破滅の刻
1. 基本データ
項目 内容 タイトル 旅路の果て: 後編 / Live Together, Die Alone: Part 2 シーズン/話数 Season 2 / Episode 24 (通算49話 / シーズンフィナーレ) フォーカスキャラ デズモンド・ヒューム 放送日 (US) 2006年5月24日 監督 ジャック・ベンダー 脚本 カールトン・キューズ、デイモン・リンデロフ
2. エピソード・ストラクチャー
- ストーリー構造:フラッシュバック(過去)
- 重要地点:ハッチ内部、桟橋、雪山の監視基地
- 重要アイテム:フェイルセーフ・キー
3. ストーリー詳細
島での出来事 (On the Island)
ハッチ(スワン基地)のタイマーがついにゼロになる。凄まじい地鳴りと共に、ハッチ内のすべての金属製品が強大な磁力で中心部へと吸い寄せられ、空は不気味な紫色に染まり始める。「ボタン押しは心理実験ではない」と悟ったデズモンドは、磁力の暴走を食い止め、島全体の崩壊を防ぐための最終手段である「フェイルセーフ・キー」を回す決意をする。
デズモンドは、反対し続けていたロックに対し「あの世で会おう(See you in another life, brother)」という言葉を残し、眩い光が漏れ出すハッチの底へと消えていく。直後、凄まじい白い光と衝撃波が島全体を包み込み、耳を突き刺すような爆音が響き渡る。ハッチは完全に崩壊し、跡形もなく消滅した。
一方、桟橋で捕らえられたジャック、ケイト、ソーヤーの3人は「他の者」の手によって拘束され、ボートで別の場所へ連れ去られてしまう。ハーリーだけは解放され、「仲間の元へ帰り、二度と我々の境界線に近づくなと伝えろ」とベン(ヘンリー)から冷酷に命じられる。
マイケルは約束通り、ベンからウォルトを返される。二人は「他の者」から与えられた小型のモーターボートに乗り、指定された方位へと島を去っていく。息子を救った喜びの一方で、仲間を裏切り殺害したマイケルの表情には、一生消えない深い罪悪感が刻まれていた。
エピソードのラストシーン。世界から隔絶された極寒の雪山にある謎の監視基地で、二人の観測員が異常な電磁波を検知する。彼らはすぐさま衛星電話をかけ、こう告げる。
「ミス・ウィドモア……ついに、彼(島)を見つけました」
過去/未来の回想
(デズモンドの過去の続き。彼がハッチで孤独にボタンを押し続けた3年間の壮絶な苦悩と、ケルビンという男との奇妙な共同生活が描かれる。)
4. 今回の謎と伏線
提示された新しい謎
- ハッチ崩壊の行方:フェイルセーフ・キーを回したデズモンド、そして中にいたロックやエコーはどうなったのか?彼らは生きているのか?

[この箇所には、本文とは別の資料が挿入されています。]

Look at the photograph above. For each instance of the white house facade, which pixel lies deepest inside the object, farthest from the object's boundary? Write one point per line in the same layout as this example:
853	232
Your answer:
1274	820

- 雪山の監視基地:北極圏と思われる基地にいた男たちは何者なのか?そして「ウィドモア」とは、なぜ島を探しているのか?
- 捕らえられた3人:連れ去られたジャック、ケイト、ソーヤーはどこへ連れて行かれるのか?
解明された事実
- ハッチの消滅:スワン基地が崩壊したことで、ボタンを押し続ける必要性は消滅した。

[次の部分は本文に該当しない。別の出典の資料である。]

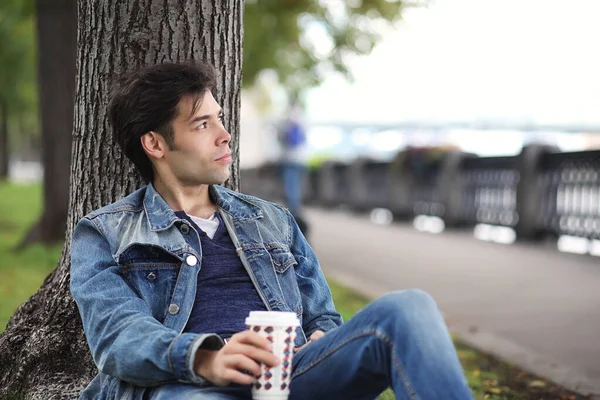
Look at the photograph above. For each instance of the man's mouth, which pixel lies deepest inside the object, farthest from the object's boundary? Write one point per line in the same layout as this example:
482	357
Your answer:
225	157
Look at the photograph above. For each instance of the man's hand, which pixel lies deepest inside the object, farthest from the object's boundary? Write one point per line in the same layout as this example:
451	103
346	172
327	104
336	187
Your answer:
245	351
315	336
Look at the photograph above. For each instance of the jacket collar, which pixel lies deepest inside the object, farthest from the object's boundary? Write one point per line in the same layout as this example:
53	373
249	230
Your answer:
161	216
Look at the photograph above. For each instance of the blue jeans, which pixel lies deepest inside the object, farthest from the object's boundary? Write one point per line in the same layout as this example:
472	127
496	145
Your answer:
399	340
293	176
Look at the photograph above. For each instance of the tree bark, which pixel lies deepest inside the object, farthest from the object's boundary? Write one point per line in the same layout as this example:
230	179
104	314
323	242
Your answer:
57	44
4	151
43	353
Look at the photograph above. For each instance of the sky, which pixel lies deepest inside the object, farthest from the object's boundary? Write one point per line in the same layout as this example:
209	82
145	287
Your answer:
519	61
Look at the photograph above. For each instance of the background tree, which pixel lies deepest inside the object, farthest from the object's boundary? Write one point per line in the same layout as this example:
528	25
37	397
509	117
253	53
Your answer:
304	41
57	45
43	354
18	108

- マイケルの脱出:マイケルはウォルトと共に島を離れることに成功した。
5. トリビア / 考察ポイント
- 伝説のシーズンフィナーレ:それまで「太平洋の孤島でのサバイバル」だと思われていた物語が、ついに「外部の世界(ウィドモア家)」に捕捉されるという、スケールが地球規模へと一気に拡大する衝撃のエンディング。

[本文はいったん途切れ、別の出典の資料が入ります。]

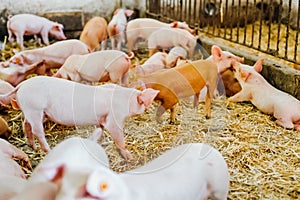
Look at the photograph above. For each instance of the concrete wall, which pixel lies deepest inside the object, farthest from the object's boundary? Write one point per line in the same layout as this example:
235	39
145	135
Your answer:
72	13
275	71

- タイトルの意味:シーズン1でジャックが演説した「Live Together, Die Alone(共に生きるか、一人で死ぬか)」という言葉が、今回のマイケルの裏切りとデズモンドの自己犠牲によって、より重く、皮肉な意味を持って回収されている。
- デズモンドの口癖:「See you in another life, brother(また別の人生で会おう)」という、彼を象徴する名セリフが初めて深い意味を持って語られた回。